Re: [PATCH bpf] x86/bpf: handle bpf-program-triggered exceptions properly

Andy Lutomirski <luto@xxxxxxxxxx> · Thu, 28 Jan 2021 18:18:37 -0800

On Thu, Jan 28, 2021 at 5:53 PM Alexei Starovoitov
<alexei.starovoitov@xxxxxxxxx> wrote:
>
> On Thu, Jan 28, 2021 at 05:31:35PM -0800, Andy Lutomirski wrote:
> >
> > What exactly could the fault code even do to fix this up?  Something like:
> >
> > if (addr == 0 && SMAP off && error_code says it's kernel mode && we
> > don't have permission to map NULL) {
> >   special care for bpf;
> > }
>
> right. where 'special care' is checking extable and skipping single
> load instruction.
>
> > This seems arbitrary and fragile.  And it's not obviously
> > implementable safely without taking locks,
>
> search_bpf_extables() needs rcu_read_lock() only.
> Not the locks you're talking about.

I mean the locks in the if statement.  How am I supposed to tell
whether this fault is a special bpf fault or a normal page fault
without taking a lock to look up the VMA or to do some other hack?
Also, why should BPF get special dispensation to generate a special
kind of nonsensical page fault that no other kernel code is allowed to
do?

>
> > which we really ought not
> > to be doing from inside arbitrary bpf programs.
>
> Not in arbitrary progs. It's only available to progs loaded by root.
>
> > Keep in mind that, if
> > SMAP is unavailable, the fault code literally does not know whether
> > the page fault originated form a valid uaccess region.
> >
> > There's also always the possibility that you simultaneously run bpf
> > and something like Wine or DOSEMU2 that actually maps the zero page,
> > in which case the effect of the bpf code is going to be quite erratic
> > and will depend on which mm is loaded.
>
> It's tracing. Folks who write those progs accepted the fact that
> the data returned by probe_read is not going to be 100% accurate.

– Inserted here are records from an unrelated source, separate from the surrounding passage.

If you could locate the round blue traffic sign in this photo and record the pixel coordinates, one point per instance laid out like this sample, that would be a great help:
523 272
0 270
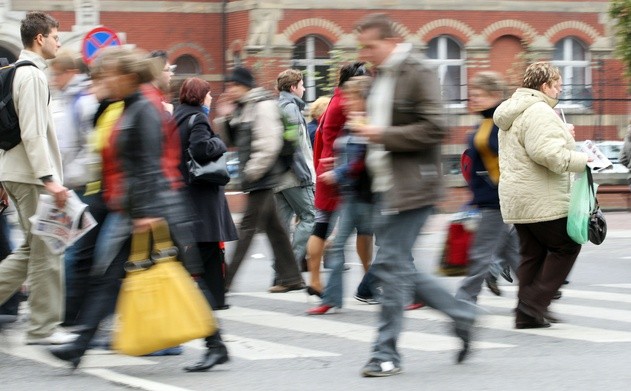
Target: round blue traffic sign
97 39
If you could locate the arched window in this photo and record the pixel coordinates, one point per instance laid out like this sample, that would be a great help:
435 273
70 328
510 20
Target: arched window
5 53
572 59
447 55
311 55
187 65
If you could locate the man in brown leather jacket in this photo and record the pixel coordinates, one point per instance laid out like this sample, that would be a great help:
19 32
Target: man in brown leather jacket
405 133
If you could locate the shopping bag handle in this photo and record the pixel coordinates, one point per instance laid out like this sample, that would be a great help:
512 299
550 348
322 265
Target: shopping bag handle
593 201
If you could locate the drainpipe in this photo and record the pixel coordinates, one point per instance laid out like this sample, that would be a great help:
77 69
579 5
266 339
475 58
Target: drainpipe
224 39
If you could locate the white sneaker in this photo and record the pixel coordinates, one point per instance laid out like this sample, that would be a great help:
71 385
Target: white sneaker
56 338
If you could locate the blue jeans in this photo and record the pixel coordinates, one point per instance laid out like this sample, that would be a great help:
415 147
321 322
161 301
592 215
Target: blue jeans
354 214
79 257
396 234
493 240
299 201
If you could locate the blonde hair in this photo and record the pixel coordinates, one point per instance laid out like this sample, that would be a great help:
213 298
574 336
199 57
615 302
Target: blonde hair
318 106
359 85
540 73
128 62
491 82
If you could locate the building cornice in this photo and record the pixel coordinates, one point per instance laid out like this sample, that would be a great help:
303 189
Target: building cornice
368 5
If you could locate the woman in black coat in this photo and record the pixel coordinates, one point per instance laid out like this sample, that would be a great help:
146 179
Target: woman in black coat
213 223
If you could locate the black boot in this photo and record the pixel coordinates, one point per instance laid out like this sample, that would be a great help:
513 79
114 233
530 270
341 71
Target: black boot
68 352
213 356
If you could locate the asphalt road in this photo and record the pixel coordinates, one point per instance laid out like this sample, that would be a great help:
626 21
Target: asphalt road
275 346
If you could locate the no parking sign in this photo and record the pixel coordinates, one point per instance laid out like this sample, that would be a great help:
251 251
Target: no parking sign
97 39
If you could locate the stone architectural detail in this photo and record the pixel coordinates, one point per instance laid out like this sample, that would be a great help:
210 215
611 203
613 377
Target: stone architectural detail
263 27
333 28
529 33
86 12
457 25
194 50
588 30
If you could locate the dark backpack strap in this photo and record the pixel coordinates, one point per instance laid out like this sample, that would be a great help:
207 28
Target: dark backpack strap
191 122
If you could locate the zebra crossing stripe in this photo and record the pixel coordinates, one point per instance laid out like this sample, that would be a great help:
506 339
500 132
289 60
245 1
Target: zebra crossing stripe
317 325
613 314
257 349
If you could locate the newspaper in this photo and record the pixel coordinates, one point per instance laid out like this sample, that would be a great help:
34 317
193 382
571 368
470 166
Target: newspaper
600 161
60 228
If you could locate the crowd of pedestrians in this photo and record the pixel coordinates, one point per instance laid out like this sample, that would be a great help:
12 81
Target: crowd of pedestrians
369 163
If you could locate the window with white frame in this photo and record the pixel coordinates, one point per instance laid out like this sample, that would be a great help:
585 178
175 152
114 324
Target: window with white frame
447 55
311 55
572 59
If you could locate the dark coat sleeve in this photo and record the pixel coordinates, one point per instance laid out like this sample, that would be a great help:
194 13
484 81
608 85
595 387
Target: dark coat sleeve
143 161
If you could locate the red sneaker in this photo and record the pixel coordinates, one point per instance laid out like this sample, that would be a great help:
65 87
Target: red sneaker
321 310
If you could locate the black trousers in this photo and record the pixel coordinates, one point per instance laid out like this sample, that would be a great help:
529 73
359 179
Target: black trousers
103 294
212 258
11 306
261 213
547 256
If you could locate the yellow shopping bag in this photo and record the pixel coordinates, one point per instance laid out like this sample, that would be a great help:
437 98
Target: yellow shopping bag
159 305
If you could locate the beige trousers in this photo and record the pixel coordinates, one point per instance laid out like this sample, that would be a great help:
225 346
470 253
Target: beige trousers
33 261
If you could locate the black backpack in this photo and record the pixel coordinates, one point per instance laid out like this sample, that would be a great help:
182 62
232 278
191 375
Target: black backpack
9 123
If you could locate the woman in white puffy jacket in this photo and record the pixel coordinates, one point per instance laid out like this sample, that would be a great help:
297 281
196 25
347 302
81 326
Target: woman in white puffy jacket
537 155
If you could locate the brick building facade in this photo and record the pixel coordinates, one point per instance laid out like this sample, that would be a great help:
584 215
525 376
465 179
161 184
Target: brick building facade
207 37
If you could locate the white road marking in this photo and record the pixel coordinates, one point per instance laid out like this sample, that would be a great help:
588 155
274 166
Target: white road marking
257 349
354 332
500 322
132 381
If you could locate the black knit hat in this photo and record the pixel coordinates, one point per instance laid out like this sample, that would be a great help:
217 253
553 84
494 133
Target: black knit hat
242 76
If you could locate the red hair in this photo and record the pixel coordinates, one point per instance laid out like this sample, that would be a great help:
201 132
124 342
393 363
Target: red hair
194 91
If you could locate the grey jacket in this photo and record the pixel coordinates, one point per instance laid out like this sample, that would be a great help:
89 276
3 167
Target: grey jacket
256 129
73 112
302 172
414 137
625 154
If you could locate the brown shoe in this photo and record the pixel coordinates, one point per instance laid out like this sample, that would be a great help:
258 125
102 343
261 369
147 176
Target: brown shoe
286 288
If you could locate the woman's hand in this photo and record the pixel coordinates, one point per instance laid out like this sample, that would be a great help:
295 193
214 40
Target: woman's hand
328 178
144 223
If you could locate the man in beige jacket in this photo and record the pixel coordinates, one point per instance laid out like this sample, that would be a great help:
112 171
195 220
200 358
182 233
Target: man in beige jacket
31 168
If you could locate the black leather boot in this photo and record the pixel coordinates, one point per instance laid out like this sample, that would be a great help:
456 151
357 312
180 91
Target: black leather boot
68 352
213 356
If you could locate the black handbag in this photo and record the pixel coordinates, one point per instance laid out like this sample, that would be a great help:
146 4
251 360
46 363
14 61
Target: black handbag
597 228
214 172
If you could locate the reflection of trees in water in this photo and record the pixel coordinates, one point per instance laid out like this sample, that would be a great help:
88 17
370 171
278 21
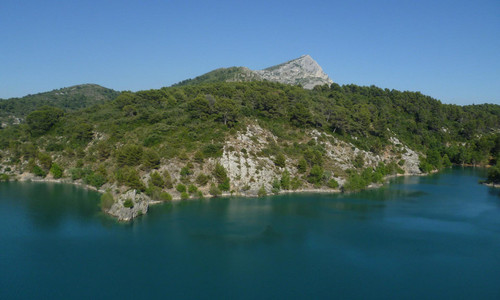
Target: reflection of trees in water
48 204
495 192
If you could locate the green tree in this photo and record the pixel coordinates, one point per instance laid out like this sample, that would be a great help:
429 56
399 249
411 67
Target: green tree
302 166
285 180
227 111
280 160
316 175
42 120
56 171
157 180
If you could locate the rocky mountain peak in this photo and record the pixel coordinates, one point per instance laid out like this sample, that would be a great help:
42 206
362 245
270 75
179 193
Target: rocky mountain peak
303 70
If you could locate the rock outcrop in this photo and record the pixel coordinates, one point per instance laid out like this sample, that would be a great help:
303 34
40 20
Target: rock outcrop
129 205
303 70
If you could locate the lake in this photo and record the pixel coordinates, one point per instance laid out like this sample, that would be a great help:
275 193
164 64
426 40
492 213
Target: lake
432 237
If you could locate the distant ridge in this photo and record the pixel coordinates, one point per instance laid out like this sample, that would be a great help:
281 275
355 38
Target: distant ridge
13 110
304 71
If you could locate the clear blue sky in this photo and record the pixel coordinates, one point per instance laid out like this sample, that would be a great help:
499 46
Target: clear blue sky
446 49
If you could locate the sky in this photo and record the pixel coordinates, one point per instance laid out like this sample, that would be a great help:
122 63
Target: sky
449 50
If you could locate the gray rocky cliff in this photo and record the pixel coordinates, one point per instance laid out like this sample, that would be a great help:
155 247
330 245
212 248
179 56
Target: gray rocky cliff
303 70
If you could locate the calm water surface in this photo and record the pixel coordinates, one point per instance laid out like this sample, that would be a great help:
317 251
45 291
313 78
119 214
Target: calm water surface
419 237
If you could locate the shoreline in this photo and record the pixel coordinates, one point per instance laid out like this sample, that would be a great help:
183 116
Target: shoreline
28 177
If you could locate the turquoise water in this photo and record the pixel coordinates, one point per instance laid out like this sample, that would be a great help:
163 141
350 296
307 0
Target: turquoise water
419 237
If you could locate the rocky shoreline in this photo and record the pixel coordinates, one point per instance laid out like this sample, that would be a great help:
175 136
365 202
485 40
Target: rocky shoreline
140 202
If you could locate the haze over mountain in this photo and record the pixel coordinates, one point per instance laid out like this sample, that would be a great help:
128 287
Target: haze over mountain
304 71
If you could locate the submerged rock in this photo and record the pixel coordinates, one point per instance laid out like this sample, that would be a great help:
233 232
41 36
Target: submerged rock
129 205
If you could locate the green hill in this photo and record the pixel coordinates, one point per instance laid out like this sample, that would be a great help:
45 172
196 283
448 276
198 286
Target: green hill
246 138
69 99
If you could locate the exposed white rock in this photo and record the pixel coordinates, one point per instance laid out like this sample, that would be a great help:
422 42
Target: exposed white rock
140 204
303 70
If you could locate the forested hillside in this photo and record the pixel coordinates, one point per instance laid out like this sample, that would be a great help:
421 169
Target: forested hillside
72 98
195 140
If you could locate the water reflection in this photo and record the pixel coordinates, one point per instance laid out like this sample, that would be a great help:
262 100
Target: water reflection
49 204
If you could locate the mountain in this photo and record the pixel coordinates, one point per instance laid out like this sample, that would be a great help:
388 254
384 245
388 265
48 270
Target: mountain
250 137
71 98
304 71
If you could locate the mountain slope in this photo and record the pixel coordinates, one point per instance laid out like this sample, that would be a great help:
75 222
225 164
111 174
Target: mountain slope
245 138
304 71
72 98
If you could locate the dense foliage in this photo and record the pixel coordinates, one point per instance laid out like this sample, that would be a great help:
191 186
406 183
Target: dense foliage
115 141
66 99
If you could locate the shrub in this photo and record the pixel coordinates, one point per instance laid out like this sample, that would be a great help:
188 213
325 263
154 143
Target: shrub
296 183
107 201
128 203
332 183
39 171
79 173
165 196
56 171
129 155
276 186
316 175
129 177
151 159
95 180
202 179
280 160
285 180
225 185
181 188
153 191
45 160
302 166
214 190
219 173
157 180
192 189
262 191
212 150
168 180
359 161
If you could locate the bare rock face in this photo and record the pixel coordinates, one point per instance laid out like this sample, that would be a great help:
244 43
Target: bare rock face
303 70
129 205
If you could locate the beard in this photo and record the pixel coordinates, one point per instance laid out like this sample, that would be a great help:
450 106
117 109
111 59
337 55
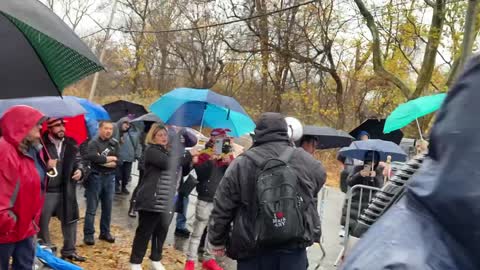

Is this really all tracing or is some of it actual live network code?

>
> bpf jit can insert !null check before every such special load
> (since it knows all of them), but it's an obvious performance loss
> that would be good to avoid. If fault handler can do this
> if (addr == 0 && ...) search_bpf_extables()
> at least in some conditions and cpu flags it's already a win.
> In all other cases bpf jit will insert !null checks.

Again, there is no guarantee that a page fault is even generated for
this.  And it doesn't seem very reasonable for the fault code to have
to decide whether a NULL pointer dereference is a special BPF fault or
a real user access fault against a VMA at address 9.

--Andy